La plupart d’entre eux avaient l’habitude de se retrouver à la rue du Lac à Vevey, chez Boarder King, enseigne de référence de Vevey, disparue en janvier 2017. Le groupe décide alors de créer son propre matériel griffé par des artistes locaux pour parader à l’Empire Skate Building de Montreux ou dans la cour du Collège Jean Kratzer à Vevey.

La Méclette? Le terme signifie «mélange» ou «tambouille» en bon romand. Il évoque en la circonstance un amalgame de parcours hétéroclites. Un joyeux petchi au service d’un certain esprit du skate.
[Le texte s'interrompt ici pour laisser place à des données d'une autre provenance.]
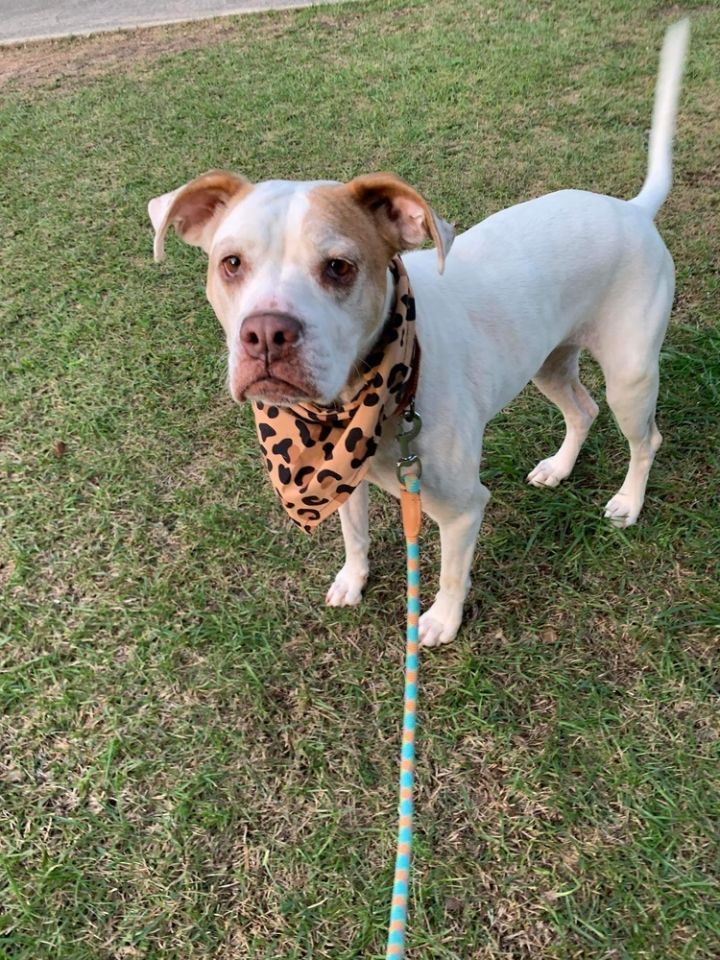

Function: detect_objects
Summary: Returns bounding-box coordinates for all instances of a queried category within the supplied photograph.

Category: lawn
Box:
[1,1,719,957]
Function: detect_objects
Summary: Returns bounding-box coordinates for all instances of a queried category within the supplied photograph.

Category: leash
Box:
[386,404,423,959]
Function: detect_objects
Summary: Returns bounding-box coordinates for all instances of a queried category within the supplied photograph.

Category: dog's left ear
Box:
[346,172,455,273]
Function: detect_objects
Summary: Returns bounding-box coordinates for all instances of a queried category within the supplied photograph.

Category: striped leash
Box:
[386,407,423,959]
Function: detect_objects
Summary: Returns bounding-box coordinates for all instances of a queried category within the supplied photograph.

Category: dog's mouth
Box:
[231,353,326,406]
[241,375,314,405]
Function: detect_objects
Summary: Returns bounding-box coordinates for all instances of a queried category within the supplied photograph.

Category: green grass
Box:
[1,0,719,957]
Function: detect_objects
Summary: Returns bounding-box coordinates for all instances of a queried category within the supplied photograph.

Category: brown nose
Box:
[240,312,302,362]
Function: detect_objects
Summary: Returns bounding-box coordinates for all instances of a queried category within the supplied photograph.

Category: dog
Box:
[148,20,689,647]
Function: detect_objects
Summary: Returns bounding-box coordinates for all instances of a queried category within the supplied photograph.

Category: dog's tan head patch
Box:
[306,174,454,278]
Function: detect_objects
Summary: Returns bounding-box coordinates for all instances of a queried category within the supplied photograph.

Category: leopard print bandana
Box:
[251,256,418,532]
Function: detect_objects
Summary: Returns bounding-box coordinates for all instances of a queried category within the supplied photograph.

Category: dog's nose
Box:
[240,312,302,362]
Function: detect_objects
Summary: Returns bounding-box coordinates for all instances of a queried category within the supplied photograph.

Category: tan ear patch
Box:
[148,170,252,261]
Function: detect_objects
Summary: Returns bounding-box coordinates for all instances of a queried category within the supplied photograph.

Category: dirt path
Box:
[0,0,332,45]
[0,2,359,90]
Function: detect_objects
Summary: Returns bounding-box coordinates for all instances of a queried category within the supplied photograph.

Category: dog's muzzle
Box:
[232,311,314,403]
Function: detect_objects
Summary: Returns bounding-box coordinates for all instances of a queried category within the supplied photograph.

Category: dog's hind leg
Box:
[527,346,599,488]
[593,264,672,527]
[601,364,663,528]
[326,481,369,606]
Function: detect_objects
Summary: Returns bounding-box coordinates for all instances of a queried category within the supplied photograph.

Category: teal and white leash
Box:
[386,408,423,958]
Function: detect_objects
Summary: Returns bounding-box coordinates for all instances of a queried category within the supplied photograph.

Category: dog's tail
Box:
[631,18,690,218]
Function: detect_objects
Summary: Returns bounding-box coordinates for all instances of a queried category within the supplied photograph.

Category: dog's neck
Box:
[337,265,397,404]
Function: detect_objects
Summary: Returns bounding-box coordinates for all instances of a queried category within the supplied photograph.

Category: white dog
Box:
[148,20,689,647]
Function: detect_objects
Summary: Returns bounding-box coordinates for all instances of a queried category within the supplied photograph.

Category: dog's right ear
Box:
[148,170,252,262]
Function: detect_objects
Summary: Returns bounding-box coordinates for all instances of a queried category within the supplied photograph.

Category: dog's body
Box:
[149,21,688,647]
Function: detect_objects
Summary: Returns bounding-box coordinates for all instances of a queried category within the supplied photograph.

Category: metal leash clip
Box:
[396,401,422,483]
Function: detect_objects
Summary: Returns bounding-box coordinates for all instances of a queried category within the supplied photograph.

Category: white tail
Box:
[632,18,690,218]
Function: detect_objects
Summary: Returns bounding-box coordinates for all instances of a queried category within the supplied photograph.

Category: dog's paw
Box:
[527,456,571,488]
[419,597,462,648]
[604,492,641,528]
[325,565,367,607]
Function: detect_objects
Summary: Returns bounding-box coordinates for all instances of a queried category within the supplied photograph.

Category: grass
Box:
[1,0,719,957]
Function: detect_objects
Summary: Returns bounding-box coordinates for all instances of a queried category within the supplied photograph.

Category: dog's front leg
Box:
[420,483,490,647]
[326,481,369,607]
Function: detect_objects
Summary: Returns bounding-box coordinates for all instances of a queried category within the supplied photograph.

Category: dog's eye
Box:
[324,258,357,284]
[222,255,242,277]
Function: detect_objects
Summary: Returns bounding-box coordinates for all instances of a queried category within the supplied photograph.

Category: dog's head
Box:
[148,172,454,406]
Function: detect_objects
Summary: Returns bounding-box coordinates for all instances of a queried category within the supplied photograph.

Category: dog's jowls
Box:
[148,20,689,647]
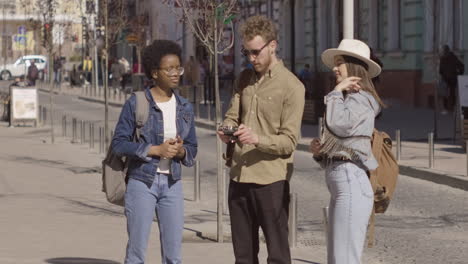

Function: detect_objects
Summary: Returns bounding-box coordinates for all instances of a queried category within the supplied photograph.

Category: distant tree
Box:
[163,0,239,243]
[98,0,129,148]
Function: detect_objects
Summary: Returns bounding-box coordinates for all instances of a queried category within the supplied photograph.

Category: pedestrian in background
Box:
[369,47,383,87]
[298,63,313,98]
[218,15,305,264]
[83,55,93,84]
[439,44,464,112]
[27,61,39,86]
[53,56,62,86]
[310,39,386,264]
[111,39,197,264]
[110,58,124,95]
[119,57,131,93]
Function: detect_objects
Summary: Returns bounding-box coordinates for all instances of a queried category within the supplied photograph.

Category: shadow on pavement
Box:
[438,147,465,154]
[45,257,120,264]
[376,213,468,229]
[293,259,321,264]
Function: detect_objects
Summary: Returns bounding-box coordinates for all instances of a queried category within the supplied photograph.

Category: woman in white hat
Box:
[310,39,385,264]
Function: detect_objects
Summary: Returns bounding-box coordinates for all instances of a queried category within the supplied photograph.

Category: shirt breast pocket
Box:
[257,95,282,121]
[178,112,193,139]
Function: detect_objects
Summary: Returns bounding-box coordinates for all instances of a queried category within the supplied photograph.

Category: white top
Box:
[156,94,177,174]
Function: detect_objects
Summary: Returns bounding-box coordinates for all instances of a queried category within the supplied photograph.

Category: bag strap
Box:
[367,206,376,248]
[134,91,149,141]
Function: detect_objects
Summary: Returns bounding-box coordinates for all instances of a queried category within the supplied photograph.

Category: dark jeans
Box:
[228,180,291,264]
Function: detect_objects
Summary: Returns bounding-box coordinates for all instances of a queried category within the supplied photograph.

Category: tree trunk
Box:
[48,50,54,143]
[104,0,109,150]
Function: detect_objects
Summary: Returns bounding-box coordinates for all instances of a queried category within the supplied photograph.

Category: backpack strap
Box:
[367,206,376,248]
[134,91,149,141]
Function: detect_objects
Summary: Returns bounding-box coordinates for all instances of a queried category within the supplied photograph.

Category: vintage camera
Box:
[219,125,239,139]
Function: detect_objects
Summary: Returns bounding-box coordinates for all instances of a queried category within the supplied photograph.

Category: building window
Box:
[387,0,401,51]
[431,0,463,51]
[354,0,361,39]
[453,0,463,50]
[424,0,435,52]
[368,0,378,49]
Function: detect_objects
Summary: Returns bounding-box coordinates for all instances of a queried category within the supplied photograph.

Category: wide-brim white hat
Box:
[321,39,382,78]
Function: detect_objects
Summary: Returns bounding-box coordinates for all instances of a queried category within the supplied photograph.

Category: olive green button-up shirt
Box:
[223,61,305,185]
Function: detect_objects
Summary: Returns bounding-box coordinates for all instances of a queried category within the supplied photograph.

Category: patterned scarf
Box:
[319,117,370,161]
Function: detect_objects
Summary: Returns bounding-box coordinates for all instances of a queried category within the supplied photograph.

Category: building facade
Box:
[0,0,85,66]
[235,0,468,109]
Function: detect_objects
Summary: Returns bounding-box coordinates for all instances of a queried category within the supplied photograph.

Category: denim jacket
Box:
[321,90,380,171]
[111,88,198,187]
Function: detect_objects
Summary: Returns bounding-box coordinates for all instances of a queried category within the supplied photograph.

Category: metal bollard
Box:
[72,118,77,143]
[466,140,468,177]
[208,103,212,121]
[322,206,329,246]
[90,123,95,149]
[194,160,201,202]
[318,117,323,137]
[195,94,200,119]
[42,107,47,123]
[62,116,66,137]
[396,129,401,161]
[89,123,92,148]
[288,193,298,248]
[80,120,85,144]
[223,167,229,215]
[38,105,43,124]
[99,127,103,153]
[429,132,434,168]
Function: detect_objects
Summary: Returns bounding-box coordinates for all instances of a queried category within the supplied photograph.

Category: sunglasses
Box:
[241,40,272,57]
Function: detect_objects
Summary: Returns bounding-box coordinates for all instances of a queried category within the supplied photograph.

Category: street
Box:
[0,82,467,264]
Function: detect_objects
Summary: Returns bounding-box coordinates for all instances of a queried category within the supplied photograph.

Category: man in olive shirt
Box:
[217,15,305,264]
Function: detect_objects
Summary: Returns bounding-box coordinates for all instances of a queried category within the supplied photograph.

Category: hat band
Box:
[343,55,369,71]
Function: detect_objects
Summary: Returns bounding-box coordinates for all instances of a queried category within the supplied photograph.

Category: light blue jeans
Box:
[124,174,184,264]
[325,161,374,264]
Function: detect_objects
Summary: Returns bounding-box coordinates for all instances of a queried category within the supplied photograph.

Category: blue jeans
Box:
[326,161,374,264]
[124,175,184,264]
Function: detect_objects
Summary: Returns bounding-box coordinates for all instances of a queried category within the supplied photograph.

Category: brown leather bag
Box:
[367,129,399,247]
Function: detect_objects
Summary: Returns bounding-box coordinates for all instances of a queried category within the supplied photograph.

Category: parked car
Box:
[0,55,47,80]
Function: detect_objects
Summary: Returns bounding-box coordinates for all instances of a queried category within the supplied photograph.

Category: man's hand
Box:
[217,130,233,144]
[234,124,259,145]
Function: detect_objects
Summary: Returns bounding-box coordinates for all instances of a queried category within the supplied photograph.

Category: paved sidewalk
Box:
[39,82,468,191]
[0,122,332,264]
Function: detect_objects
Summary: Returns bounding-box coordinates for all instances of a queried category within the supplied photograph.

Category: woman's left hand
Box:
[309,138,322,155]
[334,76,361,92]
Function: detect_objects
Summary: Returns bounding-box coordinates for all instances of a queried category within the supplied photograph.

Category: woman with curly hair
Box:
[111,39,198,264]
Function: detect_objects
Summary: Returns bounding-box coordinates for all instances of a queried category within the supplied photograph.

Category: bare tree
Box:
[128,14,148,74]
[163,0,238,243]
[97,0,129,149]
[35,0,58,143]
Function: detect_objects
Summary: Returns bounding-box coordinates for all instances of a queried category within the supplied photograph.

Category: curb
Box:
[399,165,468,191]
[40,89,468,192]
[78,96,125,108]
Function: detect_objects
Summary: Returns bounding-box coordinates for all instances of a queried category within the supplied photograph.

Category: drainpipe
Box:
[343,0,354,39]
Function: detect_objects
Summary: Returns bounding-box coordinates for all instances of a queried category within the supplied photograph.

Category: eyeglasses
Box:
[241,40,272,58]
[159,66,185,76]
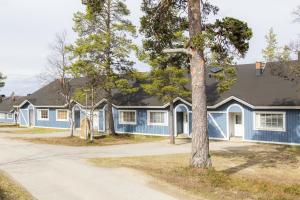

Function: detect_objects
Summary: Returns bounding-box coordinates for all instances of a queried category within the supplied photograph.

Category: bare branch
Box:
[163,48,191,55]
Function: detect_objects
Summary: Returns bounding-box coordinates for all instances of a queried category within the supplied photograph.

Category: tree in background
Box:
[0,73,6,102]
[278,45,292,62]
[290,5,300,55]
[141,67,190,144]
[139,0,190,144]
[145,0,252,168]
[40,32,75,137]
[262,28,279,62]
[71,0,138,135]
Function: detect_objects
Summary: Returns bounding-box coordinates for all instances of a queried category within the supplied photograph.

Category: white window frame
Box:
[7,113,13,119]
[0,113,5,119]
[37,109,49,121]
[253,111,286,132]
[119,110,137,125]
[56,109,69,122]
[147,110,168,126]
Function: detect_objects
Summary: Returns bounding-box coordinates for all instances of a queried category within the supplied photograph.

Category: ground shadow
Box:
[212,144,299,175]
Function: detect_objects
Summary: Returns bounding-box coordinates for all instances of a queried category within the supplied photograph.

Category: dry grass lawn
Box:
[90,144,300,200]
[0,123,19,128]
[12,128,66,134]
[0,171,33,200]
[21,134,166,146]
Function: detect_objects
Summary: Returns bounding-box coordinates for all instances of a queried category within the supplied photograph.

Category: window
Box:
[254,112,285,131]
[0,113,5,119]
[147,111,168,126]
[119,111,136,125]
[38,109,49,120]
[56,110,68,121]
[235,114,242,125]
[7,114,13,119]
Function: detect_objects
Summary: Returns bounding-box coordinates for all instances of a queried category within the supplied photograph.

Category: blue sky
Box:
[0,0,299,96]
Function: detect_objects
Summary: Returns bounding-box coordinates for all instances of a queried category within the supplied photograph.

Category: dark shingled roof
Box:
[25,78,89,106]
[207,60,300,107]
[23,77,166,107]
[17,60,300,108]
[0,96,26,112]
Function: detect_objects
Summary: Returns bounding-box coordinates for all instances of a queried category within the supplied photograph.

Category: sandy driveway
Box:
[0,129,254,200]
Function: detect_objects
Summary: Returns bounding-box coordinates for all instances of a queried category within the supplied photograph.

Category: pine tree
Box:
[141,67,190,144]
[139,0,190,144]
[0,73,5,102]
[70,0,138,135]
[262,28,279,62]
[143,0,252,168]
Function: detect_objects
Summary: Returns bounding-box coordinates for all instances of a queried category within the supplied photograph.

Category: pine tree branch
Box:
[163,48,191,55]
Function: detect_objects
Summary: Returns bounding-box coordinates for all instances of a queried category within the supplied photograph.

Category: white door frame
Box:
[226,104,245,140]
[174,104,190,137]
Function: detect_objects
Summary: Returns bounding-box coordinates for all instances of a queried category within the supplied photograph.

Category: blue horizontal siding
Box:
[14,98,300,144]
[35,108,69,128]
[209,100,300,144]
[113,108,169,136]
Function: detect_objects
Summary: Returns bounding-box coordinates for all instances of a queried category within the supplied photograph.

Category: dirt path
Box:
[0,129,256,200]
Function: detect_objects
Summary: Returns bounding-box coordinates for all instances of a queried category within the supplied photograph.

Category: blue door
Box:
[75,110,81,129]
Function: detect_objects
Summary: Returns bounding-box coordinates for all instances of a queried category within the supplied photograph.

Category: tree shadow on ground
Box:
[212,144,300,175]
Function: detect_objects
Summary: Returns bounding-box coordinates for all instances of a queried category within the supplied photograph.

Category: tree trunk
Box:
[106,93,115,135]
[188,0,211,168]
[69,108,74,137]
[89,110,94,141]
[169,101,175,144]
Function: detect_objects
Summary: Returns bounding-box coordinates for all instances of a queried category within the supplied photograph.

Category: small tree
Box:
[278,45,292,62]
[142,67,190,144]
[73,85,99,141]
[71,0,138,135]
[262,28,279,62]
[41,32,75,137]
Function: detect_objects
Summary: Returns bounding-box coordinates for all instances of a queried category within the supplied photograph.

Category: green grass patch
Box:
[20,134,166,146]
[13,128,67,134]
[0,171,33,200]
[90,154,300,200]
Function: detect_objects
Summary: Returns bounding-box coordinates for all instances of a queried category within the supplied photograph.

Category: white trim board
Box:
[15,95,300,111]
[226,104,245,140]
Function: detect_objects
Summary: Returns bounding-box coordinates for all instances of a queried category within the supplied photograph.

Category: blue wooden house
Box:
[13,60,300,145]
[0,96,25,124]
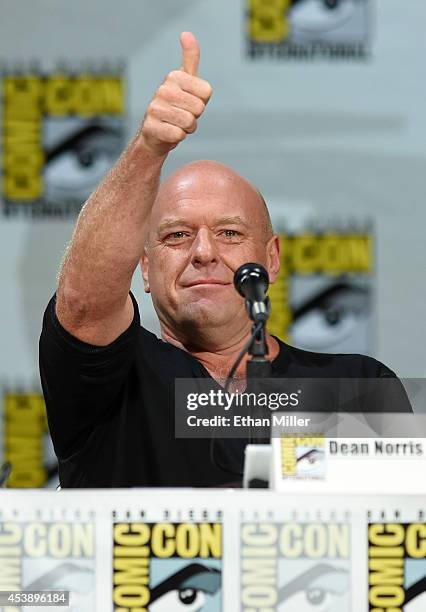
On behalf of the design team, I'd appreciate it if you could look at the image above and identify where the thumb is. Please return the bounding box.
[180,31,200,77]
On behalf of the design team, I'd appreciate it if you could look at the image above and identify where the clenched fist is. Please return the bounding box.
[140,32,212,156]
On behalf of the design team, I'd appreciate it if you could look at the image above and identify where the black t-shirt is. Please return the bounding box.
[39,292,405,488]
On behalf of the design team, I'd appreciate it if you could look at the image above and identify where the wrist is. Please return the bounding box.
[133,133,169,163]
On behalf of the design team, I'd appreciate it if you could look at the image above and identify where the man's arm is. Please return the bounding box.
[56,32,212,345]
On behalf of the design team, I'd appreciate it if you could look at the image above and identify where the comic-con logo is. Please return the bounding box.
[1,391,58,488]
[268,230,372,353]
[281,436,326,479]
[1,67,125,218]
[368,523,426,611]
[0,521,95,610]
[241,521,350,610]
[246,0,372,60]
[113,522,222,610]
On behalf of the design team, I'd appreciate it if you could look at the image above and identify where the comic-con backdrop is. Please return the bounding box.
[1,489,426,611]
[0,67,126,487]
[0,0,425,487]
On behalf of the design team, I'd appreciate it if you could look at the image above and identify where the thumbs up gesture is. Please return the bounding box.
[140,32,212,156]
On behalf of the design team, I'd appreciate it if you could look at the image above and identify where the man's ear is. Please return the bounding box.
[266,234,281,283]
[140,251,150,293]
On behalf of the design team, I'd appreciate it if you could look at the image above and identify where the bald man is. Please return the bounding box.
[39,33,403,488]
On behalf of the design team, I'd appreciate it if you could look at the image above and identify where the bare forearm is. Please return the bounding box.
[55,32,210,343]
[57,136,165,328]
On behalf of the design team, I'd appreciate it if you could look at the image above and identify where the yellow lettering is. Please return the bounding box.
[113,558,149,586]
[2,77,44,201]
[151,523,175,558]
[0,524,22,546]
[406,524,426,558]
[113,524,150,547]
[280,523,349,558]
[4,394,47,487]
[198,523,221,558]
[369,524,405,547]
[113,585,149,608]
[241,524,278,547]
[369,585,404,608]
[248,0,291,43]
[369,558,404,586]
[44,75,125,115]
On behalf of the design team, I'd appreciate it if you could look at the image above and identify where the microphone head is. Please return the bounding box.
[234,263,269,299]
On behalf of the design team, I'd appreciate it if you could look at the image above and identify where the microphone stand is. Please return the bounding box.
[246,298,271,444]
[246,320,271,378]
[216,291,272,476]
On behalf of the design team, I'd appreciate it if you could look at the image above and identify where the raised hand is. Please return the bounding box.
[140,32,212,156]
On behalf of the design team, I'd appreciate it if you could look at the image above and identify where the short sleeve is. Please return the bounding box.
[39,292,140,459]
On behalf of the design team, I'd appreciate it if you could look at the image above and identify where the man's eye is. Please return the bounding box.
[166,231,187,240]
[223,229,239,237]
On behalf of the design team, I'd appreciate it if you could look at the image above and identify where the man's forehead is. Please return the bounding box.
[156,214,251,233]
[151,191,264,235]
[148,160,272,238]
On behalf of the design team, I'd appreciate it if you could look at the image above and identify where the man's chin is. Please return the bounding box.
[178,300,233,328]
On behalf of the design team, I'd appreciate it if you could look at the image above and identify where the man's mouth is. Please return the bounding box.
[184,280,230,288]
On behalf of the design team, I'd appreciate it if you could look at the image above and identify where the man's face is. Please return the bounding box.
[141,165,280,341]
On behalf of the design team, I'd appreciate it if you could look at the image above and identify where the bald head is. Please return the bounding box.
[140,159,281,342]
[147,160,273,245]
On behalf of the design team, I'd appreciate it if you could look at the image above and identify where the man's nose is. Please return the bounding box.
[190,228,219,266]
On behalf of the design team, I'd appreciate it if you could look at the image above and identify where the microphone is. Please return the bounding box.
[234,263,270,324]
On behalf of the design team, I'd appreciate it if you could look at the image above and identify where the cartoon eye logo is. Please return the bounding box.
[179,588,197,604]
[297,448,325,474]
[24,562,94,612]
[278,563,349,612]
[150,588,206,611]
[149,563,221,612]
[289,0,357,35]
[290,282,370,352]
[404,576,426,611]
[323,0,340,9]
[306,586,326,604]
[44,122,122,200]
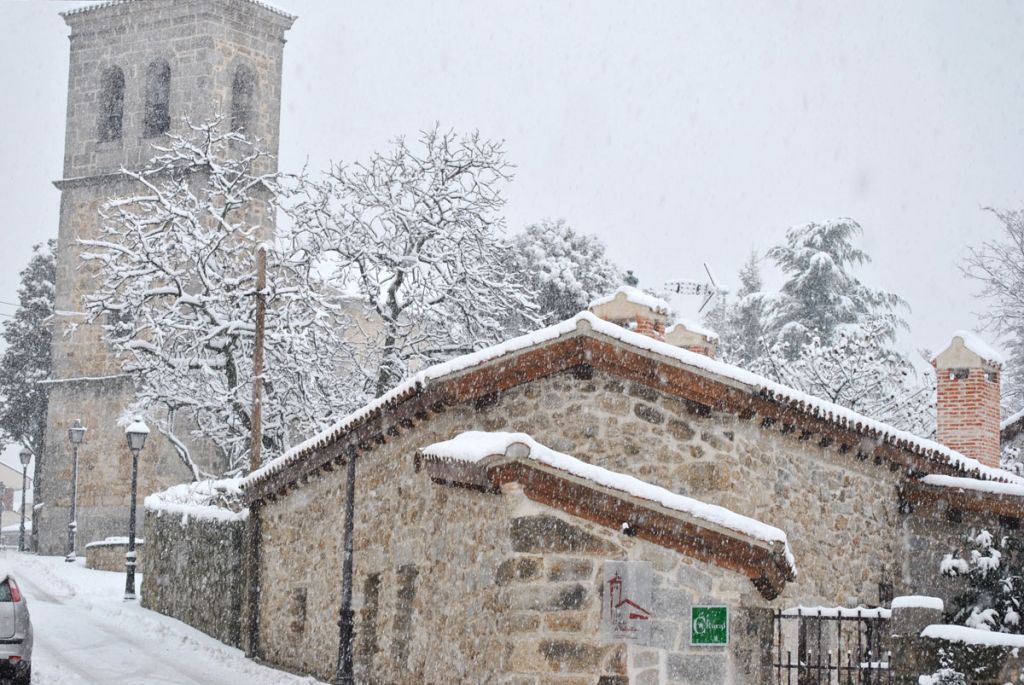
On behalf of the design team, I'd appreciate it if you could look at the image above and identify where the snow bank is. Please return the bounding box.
[245,311,1023,493]
[781,605,891,619]
[921,624,1024,648]
[421,430,796,573]
[145,478,248,524]
[588,286,671,314]
[892,595,944,612]
[920,474,1024,498]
Une mixité qui ne veut rien savoir des stéréotypes véhiculés par le cinéma. «Celui du gaillard aux ongles noirs et pantalons troués qui n’en a rien à foutre de la société», lance Hugo Chalifour, électricien de formation de 28 ans, en stage d’éducateur social, et un accent québécois à couper au couteau.

La Commune de La Tour-de-Peilz ne s’y est pas trompée en faisant appel à l’association au moment d’étudier un skatepark dans la cour du Collège des Marronniers. Ce dernier a été avalisé par le Conseil communal mercredi soir en même temps que les 286 000 fr. nécessaires à sa construction (montant qui comprend le coût de la nouvelle surface du terrain de basket principal). «Un de nos statuts dit que nous voulons promouvoir le skate sur la Riviera. Donc nous avons sauté sur l’occasion d’aider une collectivité», reprend Hugo.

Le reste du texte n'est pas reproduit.